All the time knowing greater, all the time knowing more, all the time pretending Socrates’s ignorance and growing nothing.
A cute girl asked me at work, one day, what’s that on your lip and embarrassed I gave immediately in to the lie:
Oh, it’s nothing, just a scar.
But I knew this untrue and I felt myself lie with the devil that slides round my heart.
So I picked, and I chipped, and it grew.
12 – 22 – 20
Cain -> King
Cain is not Abel.
The king is not able to task.
The judges could not deny The Return of the Kings.
Do we give in to the devil to surprise, no, survive?
Here you go, rich man, I’ll pay for piece of mine.
What happened to David? Who sings for us forever now.
Kendrick Lamar for President, Beyoncé Imperator Mars
Why does Sadhguru not give his watch to a dalit?
Or to a Brahmin in the muck and the blood?
Does it seem I have a chip on my shoulder, poor me.
The man may not be bad, but a saint oh he ain’t.
Let Sam by the judge, as his due. Kingmaker, not king.

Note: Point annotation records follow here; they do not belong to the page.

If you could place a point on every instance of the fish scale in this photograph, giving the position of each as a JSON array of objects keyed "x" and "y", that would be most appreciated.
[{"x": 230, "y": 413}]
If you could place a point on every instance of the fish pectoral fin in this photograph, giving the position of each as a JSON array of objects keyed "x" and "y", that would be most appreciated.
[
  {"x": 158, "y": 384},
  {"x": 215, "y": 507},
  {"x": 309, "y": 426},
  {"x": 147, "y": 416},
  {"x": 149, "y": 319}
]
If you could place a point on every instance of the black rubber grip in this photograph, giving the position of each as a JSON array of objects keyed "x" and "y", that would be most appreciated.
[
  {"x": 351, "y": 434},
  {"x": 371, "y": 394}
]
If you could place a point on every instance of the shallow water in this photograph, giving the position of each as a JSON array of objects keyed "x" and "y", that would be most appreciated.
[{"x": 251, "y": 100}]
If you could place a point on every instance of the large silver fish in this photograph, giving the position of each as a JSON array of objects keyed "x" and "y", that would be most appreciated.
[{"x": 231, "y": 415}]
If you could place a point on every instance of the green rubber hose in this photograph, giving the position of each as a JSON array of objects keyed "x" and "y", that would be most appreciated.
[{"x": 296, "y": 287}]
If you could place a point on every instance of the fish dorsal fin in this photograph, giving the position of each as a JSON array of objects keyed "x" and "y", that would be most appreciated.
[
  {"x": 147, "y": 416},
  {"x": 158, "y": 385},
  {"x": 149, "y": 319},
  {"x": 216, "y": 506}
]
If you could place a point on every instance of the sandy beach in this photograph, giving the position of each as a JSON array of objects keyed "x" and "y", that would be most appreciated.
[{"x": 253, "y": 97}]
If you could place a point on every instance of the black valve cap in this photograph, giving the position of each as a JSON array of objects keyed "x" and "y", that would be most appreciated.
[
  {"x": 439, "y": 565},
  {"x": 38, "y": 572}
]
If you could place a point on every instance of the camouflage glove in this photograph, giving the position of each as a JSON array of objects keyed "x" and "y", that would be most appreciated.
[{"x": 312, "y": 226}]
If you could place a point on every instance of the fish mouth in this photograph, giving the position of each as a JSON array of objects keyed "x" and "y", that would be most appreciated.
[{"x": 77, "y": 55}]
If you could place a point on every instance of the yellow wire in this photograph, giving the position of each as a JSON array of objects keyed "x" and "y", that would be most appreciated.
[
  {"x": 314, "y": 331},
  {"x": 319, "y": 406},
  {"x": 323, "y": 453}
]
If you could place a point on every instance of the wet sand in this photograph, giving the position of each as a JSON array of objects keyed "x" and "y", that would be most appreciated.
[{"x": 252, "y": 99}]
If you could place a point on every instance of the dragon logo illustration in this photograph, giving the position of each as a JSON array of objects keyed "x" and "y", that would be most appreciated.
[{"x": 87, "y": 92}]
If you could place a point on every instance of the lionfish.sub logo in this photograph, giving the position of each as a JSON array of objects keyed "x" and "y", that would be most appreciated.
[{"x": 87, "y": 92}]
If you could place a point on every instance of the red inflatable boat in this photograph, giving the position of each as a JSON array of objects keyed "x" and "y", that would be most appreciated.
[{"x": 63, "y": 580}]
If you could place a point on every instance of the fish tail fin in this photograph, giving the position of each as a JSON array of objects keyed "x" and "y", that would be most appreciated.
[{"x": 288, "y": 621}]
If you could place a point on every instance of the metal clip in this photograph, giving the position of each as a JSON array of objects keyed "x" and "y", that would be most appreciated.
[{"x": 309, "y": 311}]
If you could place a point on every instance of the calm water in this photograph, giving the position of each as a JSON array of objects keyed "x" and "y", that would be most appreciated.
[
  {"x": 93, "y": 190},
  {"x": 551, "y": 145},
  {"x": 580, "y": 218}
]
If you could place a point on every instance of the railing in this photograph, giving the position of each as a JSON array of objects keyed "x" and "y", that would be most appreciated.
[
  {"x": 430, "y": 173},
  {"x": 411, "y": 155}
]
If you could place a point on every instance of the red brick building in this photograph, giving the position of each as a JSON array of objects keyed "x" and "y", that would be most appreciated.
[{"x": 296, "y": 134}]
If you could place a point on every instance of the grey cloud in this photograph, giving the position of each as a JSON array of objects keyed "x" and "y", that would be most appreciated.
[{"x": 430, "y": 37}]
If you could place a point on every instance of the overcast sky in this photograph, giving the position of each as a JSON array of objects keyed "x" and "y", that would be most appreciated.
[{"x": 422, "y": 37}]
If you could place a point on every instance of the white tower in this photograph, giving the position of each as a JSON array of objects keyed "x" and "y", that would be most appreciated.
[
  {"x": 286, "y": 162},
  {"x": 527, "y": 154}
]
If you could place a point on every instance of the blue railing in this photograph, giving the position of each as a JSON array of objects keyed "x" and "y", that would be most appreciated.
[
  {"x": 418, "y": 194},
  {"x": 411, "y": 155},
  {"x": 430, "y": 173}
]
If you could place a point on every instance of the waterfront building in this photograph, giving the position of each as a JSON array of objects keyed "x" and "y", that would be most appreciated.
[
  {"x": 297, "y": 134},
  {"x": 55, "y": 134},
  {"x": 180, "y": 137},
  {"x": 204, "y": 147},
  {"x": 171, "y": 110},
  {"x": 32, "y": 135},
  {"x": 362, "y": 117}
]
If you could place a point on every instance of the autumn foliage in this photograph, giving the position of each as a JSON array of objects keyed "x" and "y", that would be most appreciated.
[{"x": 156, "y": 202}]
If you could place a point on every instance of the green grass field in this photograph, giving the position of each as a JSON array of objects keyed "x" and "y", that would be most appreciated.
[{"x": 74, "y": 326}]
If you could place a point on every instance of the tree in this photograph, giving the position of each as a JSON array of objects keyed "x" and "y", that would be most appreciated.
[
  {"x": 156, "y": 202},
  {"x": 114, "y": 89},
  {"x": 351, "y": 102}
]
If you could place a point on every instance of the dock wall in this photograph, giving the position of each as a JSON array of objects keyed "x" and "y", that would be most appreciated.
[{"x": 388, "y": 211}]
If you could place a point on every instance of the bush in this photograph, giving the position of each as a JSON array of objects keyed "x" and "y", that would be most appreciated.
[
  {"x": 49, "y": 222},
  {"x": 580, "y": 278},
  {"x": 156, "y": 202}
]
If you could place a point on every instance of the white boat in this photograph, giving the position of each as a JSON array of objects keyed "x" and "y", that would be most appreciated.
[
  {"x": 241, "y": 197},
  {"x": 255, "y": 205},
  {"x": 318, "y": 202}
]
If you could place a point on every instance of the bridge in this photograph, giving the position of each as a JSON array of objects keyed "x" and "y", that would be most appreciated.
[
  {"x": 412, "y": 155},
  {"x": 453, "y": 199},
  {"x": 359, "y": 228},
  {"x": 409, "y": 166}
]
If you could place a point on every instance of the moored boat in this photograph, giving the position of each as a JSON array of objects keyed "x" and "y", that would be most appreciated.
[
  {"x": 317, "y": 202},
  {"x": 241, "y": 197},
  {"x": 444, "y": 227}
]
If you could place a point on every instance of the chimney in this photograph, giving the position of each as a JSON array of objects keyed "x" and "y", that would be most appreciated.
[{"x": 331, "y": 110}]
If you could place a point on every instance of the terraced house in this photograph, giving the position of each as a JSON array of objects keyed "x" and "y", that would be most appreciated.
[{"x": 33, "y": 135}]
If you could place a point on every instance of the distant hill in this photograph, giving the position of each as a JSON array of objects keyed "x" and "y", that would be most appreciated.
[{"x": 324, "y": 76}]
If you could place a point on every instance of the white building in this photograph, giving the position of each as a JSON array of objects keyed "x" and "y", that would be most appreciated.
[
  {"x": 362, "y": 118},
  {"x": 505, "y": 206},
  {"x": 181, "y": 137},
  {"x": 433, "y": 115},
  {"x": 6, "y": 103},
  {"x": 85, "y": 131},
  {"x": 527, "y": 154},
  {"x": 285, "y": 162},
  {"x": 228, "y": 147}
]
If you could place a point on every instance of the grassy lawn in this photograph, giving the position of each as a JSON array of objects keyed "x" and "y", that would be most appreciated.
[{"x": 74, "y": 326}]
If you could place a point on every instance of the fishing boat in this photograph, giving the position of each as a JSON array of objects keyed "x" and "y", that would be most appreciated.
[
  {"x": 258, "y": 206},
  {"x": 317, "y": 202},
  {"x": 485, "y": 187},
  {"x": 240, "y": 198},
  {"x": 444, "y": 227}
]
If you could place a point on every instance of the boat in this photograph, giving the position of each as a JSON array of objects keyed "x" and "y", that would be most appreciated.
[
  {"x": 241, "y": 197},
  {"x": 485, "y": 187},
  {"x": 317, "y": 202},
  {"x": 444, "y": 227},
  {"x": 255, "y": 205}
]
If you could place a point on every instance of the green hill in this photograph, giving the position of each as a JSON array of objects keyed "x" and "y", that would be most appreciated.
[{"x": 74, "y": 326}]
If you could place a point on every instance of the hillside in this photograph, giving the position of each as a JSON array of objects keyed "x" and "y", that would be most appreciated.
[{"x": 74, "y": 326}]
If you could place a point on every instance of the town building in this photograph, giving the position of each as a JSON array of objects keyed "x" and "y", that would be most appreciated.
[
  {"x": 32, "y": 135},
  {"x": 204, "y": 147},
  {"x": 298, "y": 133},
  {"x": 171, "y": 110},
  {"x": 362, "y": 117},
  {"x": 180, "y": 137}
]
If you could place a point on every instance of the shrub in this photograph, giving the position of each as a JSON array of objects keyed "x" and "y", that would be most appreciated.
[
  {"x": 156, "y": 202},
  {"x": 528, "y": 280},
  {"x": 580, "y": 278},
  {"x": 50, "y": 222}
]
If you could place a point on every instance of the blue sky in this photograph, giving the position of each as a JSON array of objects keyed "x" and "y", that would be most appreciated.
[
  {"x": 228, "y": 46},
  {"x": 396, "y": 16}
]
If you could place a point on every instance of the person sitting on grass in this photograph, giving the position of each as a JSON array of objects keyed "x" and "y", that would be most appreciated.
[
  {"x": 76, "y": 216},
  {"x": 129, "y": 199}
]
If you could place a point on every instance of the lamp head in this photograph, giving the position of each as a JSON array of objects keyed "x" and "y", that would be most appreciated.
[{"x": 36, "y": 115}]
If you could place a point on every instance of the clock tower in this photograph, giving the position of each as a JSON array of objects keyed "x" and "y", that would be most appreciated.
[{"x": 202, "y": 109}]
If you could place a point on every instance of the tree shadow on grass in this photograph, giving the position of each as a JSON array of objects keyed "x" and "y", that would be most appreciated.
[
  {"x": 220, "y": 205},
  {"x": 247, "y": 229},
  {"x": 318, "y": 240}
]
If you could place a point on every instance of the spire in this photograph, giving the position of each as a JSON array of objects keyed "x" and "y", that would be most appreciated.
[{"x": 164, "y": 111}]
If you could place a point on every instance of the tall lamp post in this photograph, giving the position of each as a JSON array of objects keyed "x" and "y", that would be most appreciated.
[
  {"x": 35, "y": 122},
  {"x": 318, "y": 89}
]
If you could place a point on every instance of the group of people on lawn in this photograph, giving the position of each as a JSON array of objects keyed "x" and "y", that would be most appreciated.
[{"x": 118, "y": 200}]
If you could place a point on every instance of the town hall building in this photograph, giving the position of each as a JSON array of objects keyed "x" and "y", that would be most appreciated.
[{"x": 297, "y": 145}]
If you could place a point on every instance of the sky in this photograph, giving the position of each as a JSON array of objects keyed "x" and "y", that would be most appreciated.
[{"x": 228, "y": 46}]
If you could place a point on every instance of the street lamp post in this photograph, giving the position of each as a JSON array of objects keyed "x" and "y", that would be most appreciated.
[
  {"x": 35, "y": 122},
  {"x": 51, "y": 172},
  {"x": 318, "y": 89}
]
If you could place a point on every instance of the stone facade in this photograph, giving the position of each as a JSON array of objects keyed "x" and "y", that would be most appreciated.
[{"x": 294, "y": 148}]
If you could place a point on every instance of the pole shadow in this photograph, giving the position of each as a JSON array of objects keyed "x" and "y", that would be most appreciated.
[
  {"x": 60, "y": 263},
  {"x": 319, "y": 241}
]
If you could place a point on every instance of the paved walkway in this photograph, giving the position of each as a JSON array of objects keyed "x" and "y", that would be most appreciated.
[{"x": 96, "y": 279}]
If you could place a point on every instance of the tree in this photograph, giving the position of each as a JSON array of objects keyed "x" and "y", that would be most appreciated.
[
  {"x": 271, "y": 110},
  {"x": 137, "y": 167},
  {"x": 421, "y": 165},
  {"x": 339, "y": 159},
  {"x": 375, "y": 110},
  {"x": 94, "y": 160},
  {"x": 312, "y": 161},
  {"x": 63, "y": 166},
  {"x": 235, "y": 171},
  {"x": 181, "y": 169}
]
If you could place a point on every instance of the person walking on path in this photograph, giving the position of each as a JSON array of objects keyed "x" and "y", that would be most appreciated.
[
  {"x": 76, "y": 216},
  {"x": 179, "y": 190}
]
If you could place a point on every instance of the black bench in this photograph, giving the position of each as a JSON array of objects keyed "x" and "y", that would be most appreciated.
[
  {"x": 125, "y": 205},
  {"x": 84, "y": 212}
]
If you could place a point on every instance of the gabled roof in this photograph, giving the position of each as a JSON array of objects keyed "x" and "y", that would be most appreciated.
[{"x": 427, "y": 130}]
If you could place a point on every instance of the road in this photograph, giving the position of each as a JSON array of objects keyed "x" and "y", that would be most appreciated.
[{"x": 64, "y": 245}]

Who — Not a king, but a Queen.
Not a queen, but a pawn.
It’s all one. Me. You. It.
–
Any peasant can think arrogant, any peasant can understand themselves as galactic, gods of the self, soul, the stars.
Cheesy.
–
I come back again to that same old problem of language. I’ll take the flood any day, it’s the destruction of the tower that I curse. I think daddy destroyed it so we can build it back better. After all, who wants a tall tower without a lift? The journey from the bottom to the top would take too long. Also, the purpose was off.
Here’s where my questions and ponderings take me:
the Babylonians brought together the peoples of their middle kingdom as they grew in reach and power, taking in their domain more disparate peoples by slavery and by opportunity, one and the same so often (always?), and soon the conquest overtook the cohesion. Language ties us to our morality, our understanding of the Earth and our grasp of its nuance.
How can we expect worker cohesion in such conditions? Where do we root instruction without shared foundation? Are we founded in our humanity, or something beyond? We see evolution as a physical process.
What if — there’s always what if.
We, we. I. I. When I say we I mean I, and arrogant, I see myself in you. I am you; you me. Yet still we have our families. What does that mean? How do we understand meaning? What is the process to understand? Did feeling first guide us to reason, did reason guide us into feeling, or are the two the one, and the same?
Is this nothing but the nonsense of a one struggling at the all?
–
Let my words equal the testament of Mary, unworthy.